Why is this slow

popsovy · February 3, 2012, 10:51pm

This is my first CUDA program. I used VS2010 to create it. I have NVIDIA GeForce GT 430 (96 cores, 1GB ram). When I run this program, everything executes and I get back expected results, but it takes a long time – about 5 seconds. I would expect 500000 additions to take no time at all.

Obviously, I am doing something wrong – why is it running slow?

Thank you for your help.

PS. The multi-second delay is on the line: cudaMemcpy(c, dev_c, N * sizeof(int), cudaMemcpyDeviceToHost);

#define N 500000

#include <stdlib.h>
#include <cuda_runtime.h>

global void add(int *a, int *b, int *c) {
int tid = blockIdx.x;
while(tid < N) {
c[tid] = a[tid] + b[tid];
tid += blockDim.x;
}
}

int main(void) {
int *a, *b, *c;
int *dev_a, *dev_b, *dev_c;

a = (int*)malloc(N * sizeof(int));
b = (int*)malloc(N * sizeof(int));
c = (int*)malloc(N * sizeof(int));

for(int i =0; i < N; i++){
	a[i] = i+1;
	b[i] = (i+1) * 2;
}

cudaMalloc((void**)&dev_a, N * sizeof(int));
cudaMalloc((void**)&dev_b, N * sizeof(int));
cudaMalloc((void**)&dev_c, N * sizeof(int));

cudaMemcpy(dev_a, a, N * sizeof(int), cudaMemcpyHostToDevice);
cudaMemcpy(dev_b, b, N * sizeof(int), cudaMemcpyHostToDevice);

add<<<1024, 1>>>(dev_a, dev_b, dev_c);

cudaMemcpy(c, dev_c, N * sizeof(int), cudaMemcpyDeviceToHost);

cudaFree(dev_a);
cudaFree(dev_b);
cudaFree(dev_c);

free(a);
free(b);
free(c);

}

mfatica · February 3, 2012, 11:04pm

You are using blocks with a single thread. Almost all your CUDA cores are idles.

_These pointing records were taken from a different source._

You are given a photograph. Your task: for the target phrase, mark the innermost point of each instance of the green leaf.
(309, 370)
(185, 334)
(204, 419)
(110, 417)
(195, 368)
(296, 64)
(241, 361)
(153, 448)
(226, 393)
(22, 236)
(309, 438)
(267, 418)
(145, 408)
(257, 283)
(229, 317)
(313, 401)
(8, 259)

popsovy · February 4, 2012, 3:24am

Thanks for your reply.

I thought <<<1024, 1>>> asks CUDA to invoke my device function on at most 1024 concurrent blocks. So, this is where I expected the parallelism would come from. Did I understand you correctly that the degree of parallelism is solely controlled by the second parameter (1 in this case)?

The other thing that puzzles me is that I only try to execute 500000 additions, but yet it takes seconds to execute. Even on a single core this should complete in a few milliseconds, but yet I have to wait for cudaMemcpy(c, dev_c, N * sizeof(int), cudaMemcpyDeviceToHost) for about 5 seconds. Also, during that 5 seconds, the CPU utilization is high, which makes no sense to me since I would expect the CPU to be idle if all processing is on a GPU. Could it be that I am executing on a simulator instead of the device? How do I check that?

Thank you.

tera · February 4, 2012, 11:10am

You are also doing close to 500.000.000 additions, not 500.000, as the loop increment is wrong so that each block is doing (almost) the whole work again.

tid += blockDim.x;

should be

tid += gridDim.x;

tera · February 4, 2012, 11:21am

No, it is controlled by both parameters (there is parallelism on the thread and on the block level). Check chapter 2 of the Programming Guide.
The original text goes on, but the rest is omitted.